PWMU.CO – Akademisi Universitas Airlangga (Unair) menyampaikan petisi kritikan kepada Presiden Joko Widodo, Senin (5/2/2024).
Pernyataan sikap yang bertajuk Unair Memanggil, Menegakkan Demokrasi, Menjaga Republik ini digelar di depan Gedung Pascasarjana Kampus B Unair.
Dihadiri sekitar 150 orang terdiri dari dosen, guru besar, alumni, dan mahasiswa Unair.

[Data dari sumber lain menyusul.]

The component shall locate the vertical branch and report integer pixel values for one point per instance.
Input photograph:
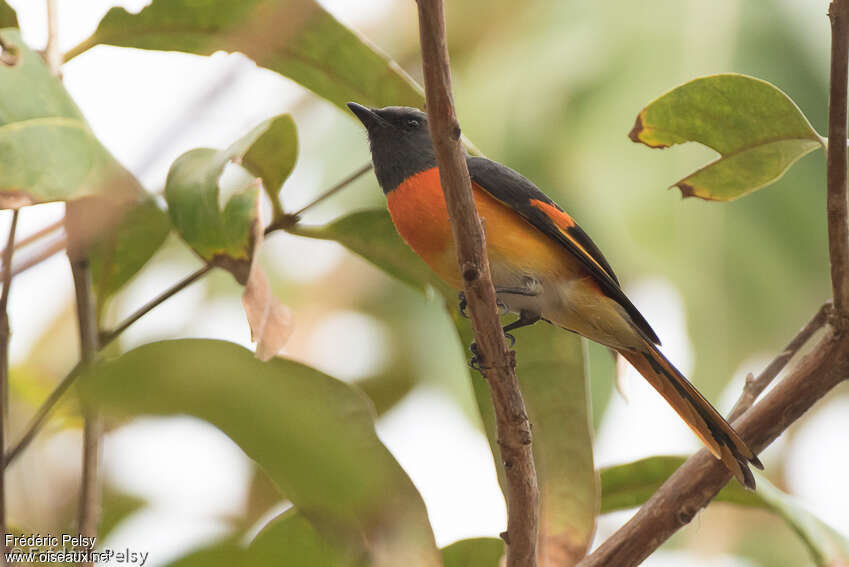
(4, 373)
(514, 433)
(838, 226)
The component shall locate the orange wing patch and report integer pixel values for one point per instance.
(564, 222)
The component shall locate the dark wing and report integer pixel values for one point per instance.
(518, 193)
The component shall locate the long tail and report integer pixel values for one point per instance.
(719, 437)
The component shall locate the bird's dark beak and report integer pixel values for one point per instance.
(367, 116)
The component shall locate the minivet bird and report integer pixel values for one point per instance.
(544, 266)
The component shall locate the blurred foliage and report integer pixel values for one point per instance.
(313, 435)
(757, 130)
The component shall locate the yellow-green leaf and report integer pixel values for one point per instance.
(313, 435)
(756, 129)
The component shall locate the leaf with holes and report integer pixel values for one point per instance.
(312, 434)
(272, 157)
(298, 39)
(755, 128)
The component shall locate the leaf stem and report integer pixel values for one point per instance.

Melihat ada upaya pelemahan demokrasi menjelang Pemilu 2024, mereka menyerukan agar Presiden Joko Widodo sebagai pemimpin tertinggi pemerintahan dan kepala negara bisa merawat prinsip-prinsip etika negara dengan tidak menyalahgunakan kekuasaan serta menghentikan upaya melanggengkan politik kekeluargaan.
”Kami menuntut agar tidak menggunakan fasilitas negara untuk kepentingan kelompok tertentu maupun berpihak pada politik elektoral dan mengutuk segala bentuk jual beli suara atau politik uang yang dilakukan oleh peserta Pemilu,” kata Prof Dr Hotman Siahaan, guru besar FISIP Unair selepas membacakan pernyataan sikap.
Pengamat politik dari FISIP Unair, Airlangga Pribadi Kusman, menyebutkan, pernyataan sikap atau petisi ini digelar karena ada ketimpangan yang terjadi di masa akhir jabatan Presiden Jokowi.
Di antaranya pelanggaran etika berat yang dilakukan Mahkamah Konstitusi (MK) yang meloloskan Gibran Rakabuming Raka sebagai Cawapres.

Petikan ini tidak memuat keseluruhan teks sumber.